Alhelí se giró y besó a mi hijo quien la estrechó entre sus brazos.

Después, cuando yo ya estaba en mi cama, recordando a aquella pareja de jóvenes quienes se abrazaban con tal afecto que... no sé. Incluso, pensé que realmente había amor entre ellos, al haber visto las miradas entre Alhelí y mi hijo. Mi propio hijo.

¿Qué pensaría mi mujer cuando se enterara de esa relación?

Y es que era muy probable que se llegaran a amancebar, por lo menos así me quedé pensando después de verlos y escuchar las palabras de mi hijo.

—Conmigo nada te faltará, yo me haré cargo de ti y de tu hijo... de nuestro hijo —le decía mi hijo, mientras estaba hincado frente a ella en la cama y le acariciaba las nalgas.

Alhelí, a su vez, le tomaba del fuste y se lo sobaba de tal manera que, en ese momento pensé, lo tenía bajo su dominio. «¿Acaso debía advertirle a su madre?»

Tal vez debería de avisarle. Decirle que aquella... aquella suripanta estaba por engatusar a su propio hijo, ¡a nuestro hijo!

No sabía si Alhelí era la primera mujer de Moisés. La primera con quien pudo estar así: Acariciándola toda y llenándola de besos, desde su tirante vientre hasta sus prometedores pechos. Mamándola con una succión infinita. Abriéndola de piernas para descubrir su profuso pelambre ensortijado, y en medio de éste su raja.

No podía estar seguro que Alhelí hubiese sido la primera experiencia sexual para mi hijo pero, por las palabras de Moisés, parecía que sí:

—Yo no te abandonaré Alhelí, y criaremos al niño juntos —le decía, sin dejarle de chuparle el sexo.

Parecía que mi hijo había quedado prendado; probablemente nublado por su inexperiencia; y la muchacha, según juzgué, se aprovechaba de ello. Ella se contorsionó como si en verdad lo gozara. Incluso le obsequió sus jugos femeninos, los cuales Moisés tragó demostrando lo inauditamente deliciosos que le eran a su paladar.

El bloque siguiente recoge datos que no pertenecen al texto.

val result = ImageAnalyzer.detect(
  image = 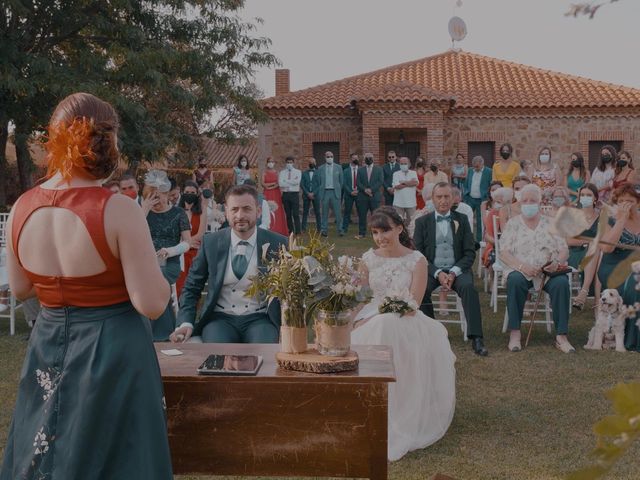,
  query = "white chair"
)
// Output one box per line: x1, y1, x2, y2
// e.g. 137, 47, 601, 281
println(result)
431, 287, 468, 342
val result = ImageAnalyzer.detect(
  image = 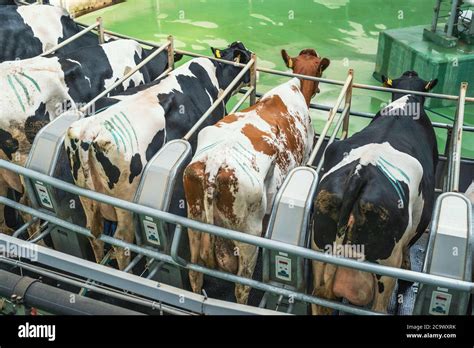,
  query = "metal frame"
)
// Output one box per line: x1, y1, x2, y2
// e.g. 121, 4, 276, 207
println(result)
5, 0, 474, 314
446, 82, 468, 192
0, 160, 474, 314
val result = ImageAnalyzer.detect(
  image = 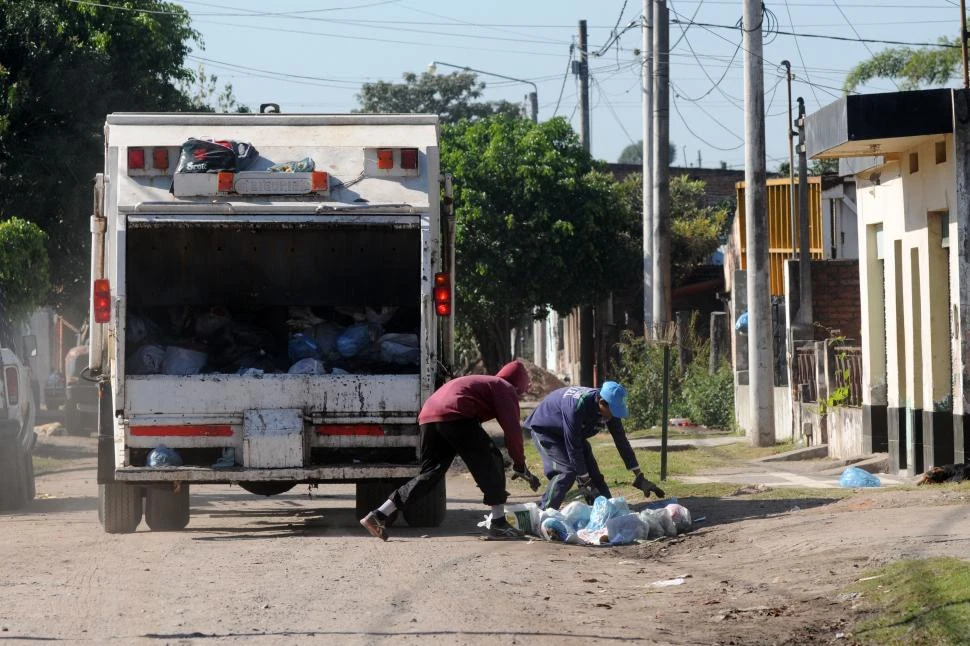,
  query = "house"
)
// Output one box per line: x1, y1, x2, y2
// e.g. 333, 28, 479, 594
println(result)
806, 89, 970, 474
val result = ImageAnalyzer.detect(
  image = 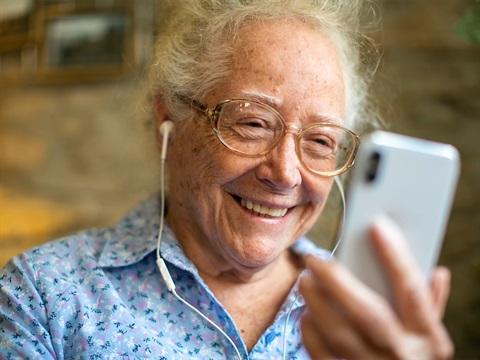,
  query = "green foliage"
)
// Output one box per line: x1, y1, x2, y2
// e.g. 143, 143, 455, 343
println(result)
453, 8, 480, 44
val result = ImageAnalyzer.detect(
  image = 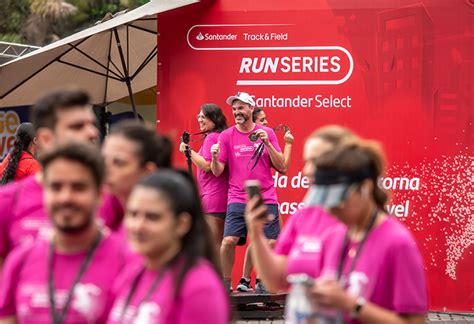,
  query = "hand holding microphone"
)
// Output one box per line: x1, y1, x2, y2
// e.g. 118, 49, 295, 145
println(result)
211, 141, 221, 160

Al estar allí, ya junto a mi esposa, no pude soportar más y la tomé entre mis brazos. La desnudé y besé apasionadamente, recordando el cuerpo trémulo de Alhelí que tan sólo unos momentos antes había estado contemplando. Como si ella fuera, tomé a mi sorprendida mujer. María Antonia se convirtió en sustituto cuerpo en dónde descargué mis ansias y deseos, mi necesitad por Alhelí.

Esa misma noche, hice mía a mi esposa después de tanto tiempo. La hice mía con los ojos cerrados, mientras pensaba en la mujer que mi hijo había penetrado frente a mí. Esa mujer que deseaba pero que no dejaría se saliera con la suya. Estaba decidido; apenas llegado el amanecer, María Antonia estaría enterada de lo que pretendía aquella furcia. Así los dos le pondríamos freno. Alhelí no podía... es decir Moisés no debía casarse con una mujer así, una mujer adúltera que sólo buscaba sacar partido para su hijo. ¡Un niño bastardo!